RabbitMQ in AWS

Hi All,

I’ve been speaking with a couple of people on IRC about this but just thought I’d reach out to a wider audience to hopefully get some feedback on how people are setting up Sensu and its dependencies in AWS. I’ve only just set-up a single instance of Sensu/RabbitMQ/API/Uchiwa/Redis so very much new to this, but liking Sensu so far.

Looking at making the set-up robust, the one dependency I’m concerned about is RabbitMQ. I plan on running Sensu/API/Uchiwa on N number of Sensu servers (with a load-balancer in front) and Redis will be managed by AWS (ElastiCache) so not worrying about that one.

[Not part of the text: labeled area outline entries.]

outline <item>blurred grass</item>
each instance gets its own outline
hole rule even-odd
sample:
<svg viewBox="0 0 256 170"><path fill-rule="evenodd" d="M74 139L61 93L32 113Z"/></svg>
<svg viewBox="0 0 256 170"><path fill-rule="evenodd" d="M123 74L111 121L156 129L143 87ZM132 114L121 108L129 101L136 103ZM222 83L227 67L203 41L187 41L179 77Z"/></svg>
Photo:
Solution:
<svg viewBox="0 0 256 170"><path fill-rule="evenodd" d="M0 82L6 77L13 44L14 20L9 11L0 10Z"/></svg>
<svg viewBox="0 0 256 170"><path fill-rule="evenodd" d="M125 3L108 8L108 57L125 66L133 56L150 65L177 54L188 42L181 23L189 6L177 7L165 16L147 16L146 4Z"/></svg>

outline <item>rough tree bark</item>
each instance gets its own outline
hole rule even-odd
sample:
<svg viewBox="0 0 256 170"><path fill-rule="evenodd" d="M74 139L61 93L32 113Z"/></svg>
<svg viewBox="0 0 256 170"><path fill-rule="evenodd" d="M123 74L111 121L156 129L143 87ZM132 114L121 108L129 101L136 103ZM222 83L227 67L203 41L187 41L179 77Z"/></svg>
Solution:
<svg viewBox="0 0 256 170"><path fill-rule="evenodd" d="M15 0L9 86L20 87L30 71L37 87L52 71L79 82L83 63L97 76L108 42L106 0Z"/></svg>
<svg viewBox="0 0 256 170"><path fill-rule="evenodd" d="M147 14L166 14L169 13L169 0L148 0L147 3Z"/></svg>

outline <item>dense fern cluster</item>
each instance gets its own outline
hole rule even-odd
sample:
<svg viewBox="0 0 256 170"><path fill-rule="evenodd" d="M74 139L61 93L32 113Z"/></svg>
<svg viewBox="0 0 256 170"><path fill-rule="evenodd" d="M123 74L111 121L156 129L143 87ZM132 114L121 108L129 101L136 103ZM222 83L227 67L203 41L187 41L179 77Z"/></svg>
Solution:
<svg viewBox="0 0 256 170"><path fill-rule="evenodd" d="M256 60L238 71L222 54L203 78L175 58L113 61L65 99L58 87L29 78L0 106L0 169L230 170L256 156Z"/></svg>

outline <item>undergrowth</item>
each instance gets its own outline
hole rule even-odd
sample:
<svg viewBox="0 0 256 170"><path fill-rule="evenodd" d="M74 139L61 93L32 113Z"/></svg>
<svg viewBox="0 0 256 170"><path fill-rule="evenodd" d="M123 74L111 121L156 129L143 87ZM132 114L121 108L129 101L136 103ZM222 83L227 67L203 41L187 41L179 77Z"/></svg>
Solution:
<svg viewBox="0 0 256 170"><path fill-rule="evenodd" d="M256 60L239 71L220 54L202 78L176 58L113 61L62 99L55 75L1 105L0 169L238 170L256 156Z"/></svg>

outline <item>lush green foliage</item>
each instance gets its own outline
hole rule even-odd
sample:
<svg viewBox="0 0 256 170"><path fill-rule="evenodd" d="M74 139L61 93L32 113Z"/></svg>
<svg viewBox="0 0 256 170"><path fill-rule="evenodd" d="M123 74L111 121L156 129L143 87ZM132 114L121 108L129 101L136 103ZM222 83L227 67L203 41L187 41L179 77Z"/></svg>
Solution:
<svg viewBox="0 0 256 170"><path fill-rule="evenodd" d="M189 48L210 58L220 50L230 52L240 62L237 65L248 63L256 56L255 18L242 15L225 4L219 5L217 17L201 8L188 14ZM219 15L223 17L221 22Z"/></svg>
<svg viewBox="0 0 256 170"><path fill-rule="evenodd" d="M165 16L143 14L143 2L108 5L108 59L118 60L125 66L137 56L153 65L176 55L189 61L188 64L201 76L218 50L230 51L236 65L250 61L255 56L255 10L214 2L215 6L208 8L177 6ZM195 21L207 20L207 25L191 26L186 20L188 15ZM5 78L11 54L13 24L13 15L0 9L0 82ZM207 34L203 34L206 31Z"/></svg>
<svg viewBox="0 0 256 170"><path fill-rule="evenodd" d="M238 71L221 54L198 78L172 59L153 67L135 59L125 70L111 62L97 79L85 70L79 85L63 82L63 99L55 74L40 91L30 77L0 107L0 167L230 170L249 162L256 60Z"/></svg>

I’ve found various blog posts on how people are deploying RabbitMQ including:

  • Independent RabbitMQ instance on every Sensu server

  • Separate RabbitMQ Cluster using an ASG + ELB

  • Single RabbitMQ instance per AZ and each client connecting to their local (AZ) RabbitMQ instance. Sensu server configured to talk to each RabbitMQ instance in the AZs

There are pros and cons to each, many that I don’t even know about, so to save me from going down a painful road, I’m looking for feedback from real-life experience with RabbitMQ in AWS.

One thing that concerns me about setting up RabbitMQ clustering is that I’m using Puppet and I’d have to set-up a script to join an existing cluster (auto-discovering existing nodes in the cluster). I’m sure it’s do-able, but it sounds… fiddly.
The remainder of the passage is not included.